Arthritis Natural Remedies West Chicago IL
Rheumatology
Warrenville, IL
M
Education
Medical School: Univ Of Il Coll Of Med
Year of Graduation: 1980
Speciality
Rheumatologist
General Information
Hospital: Edwards
Accepting New Patients: Yes
RateMD Rating
3.2, out of 5 based on 6, reviews.
Rheumatology
Internal Medicine, Rheumatology
Gender
Male
Education
Medical School: Loyola Univ Of Chicago Stritch Sch Of Med, Maywood Il 60153
Graduation Year: 1975
Internal Medicine, Rheumatology
Gender
Male
Education
Medical School: Umdnj-Robt W Johnson Med Sch, New Brunswick Nj 08901
Graduation Year: 1997
Internal Medicine, Rheumatology
Gender
Male
Education
Medical School: Univ Of Il Coll Of Med, Chicago Il 60680
Graduation Year: 1978
Hospital
Hospital: Central Dupage Hosp, Winfield, Il; Edward Hosp, Naperville, Il
Internal Medicine, Rheumatology
Gender
Female
Education
Medical School: J N M C Med Coll, Karnataka Univ, Belgaum, Karnataka, India
Graduation Year: 1983
Rheumatology
Rheumatology
Internal Medicine, Rheumatology
Gender
Female
Education
Medical School: Inst De Med Si Farm, Carol Davila, Bucharest, Romania
Graduation Year: 1985
Soothing Arthritis
Richard Blau, MD, author of Too Young to Feel Old: The Arthritis Doctor’s 28-Day Formula for Pain-Free Living (DeCapo, 2007) shares his top picks for foods that ease joint pain—and explains why they work.

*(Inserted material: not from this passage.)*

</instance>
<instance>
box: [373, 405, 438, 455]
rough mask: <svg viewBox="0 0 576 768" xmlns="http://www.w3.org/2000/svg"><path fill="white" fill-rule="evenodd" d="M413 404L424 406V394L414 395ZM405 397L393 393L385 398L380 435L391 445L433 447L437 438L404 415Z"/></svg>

Pomegranates. The antioxidants in the ruby seeds of this exotic fruit neutralize the free radicals that can trigger inflammation and worsen joint pain. In one study, scientists applied pomegranate extract to human cartilage aggravated by osteoarthritis and found that the extract protected the tissue against the proinflammatory protein interleukin-1b.
Turmeric. Curcuminoids, the active ingredients in this Indian spice, turn off the inflammatory protein NF-kappaB in the joints. Animal studies have shown that turmeric has the ability to help prevent rheumatoid arthritis.
Garlic. Freshly crushed garlic releases the enzyme allicin (responsible for this herb’s characteristic odor), which works as an antibacterial and anti-inflammatory agent in the body by inhibiting the formation of inflammatory prostaglandins (created by fatty acids). Quick tip: Let chopped garlic sit for 15 minutes before adding it to your dish so its active enzymes can reach their full strength.